面倒な呂布の相手を自ずから引き受けると言う孫策軍の申し出に、汜水関の戦い以降も協力関係にあった劉備軍は快諾……鳳統の案を基本に、調整を加えた策を公孫賛にも話し彼女に賈駆攻めを受け持って貰うことで、この計略は成った。
「うー。鈴々が呂布と戦いたかったのだ」
「贅沢を言うな……私だって呂布と矛を交えてみたいが、今回は我慢だ、鈴々」
「華雄とて猛将、良将と呼ばれる者だぞ。相手に不足は無かろう……私としては、呂布よりも燕来殿と、今度こそ武を競ってみたかったがな」
「燕来、……殿? 星よ、孫家の飛将軍と知り合いか?」
「なに、各地を回っていた時に少しな」
移動前、劉備軍の二槍と公孫賛軍の客将の間で、そんな遣り取りがあったものの。
兎にも角にも、対応の間に合わぬ華雄隊が、張飛の率いる劉備軍先鋒から痛烈な突撃を受け、関羽率いる中曲に追撃を喰らわされることになる。これを好機と見た袁術軍の張勲は、一貫しての守勢をやめて攻勢指示を出し、戦況を逆転させていく。
華雄隊、袁術軍、劉備軍が入り乱れるその場は混沌が予想され、実際荒れていたが、現在の其処は意外なほどに混乱が少なく、この時代においての戦場で花形とされる舞台が開演していた。――将と将の一騎討ちである。

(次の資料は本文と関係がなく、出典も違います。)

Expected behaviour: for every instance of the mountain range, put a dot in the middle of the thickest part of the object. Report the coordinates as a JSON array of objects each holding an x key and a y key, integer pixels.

こうなった場合、他の者がその対決に横槍等の邪魔を入れるのは無粋とされる。
主演の二人は身長が対照的で、浮かべた表情もまた別物。
淡い紫、桔梗色の袍を下半身にだけ残し、胸と腕には同色を銀であしらった部分鎧を身につけた銀髪の将――戦斧を握り怒りに染まる華雄の前を、悪戯が上手くいったかのような顔をした劉備軍の急先鋒が陣取っていた。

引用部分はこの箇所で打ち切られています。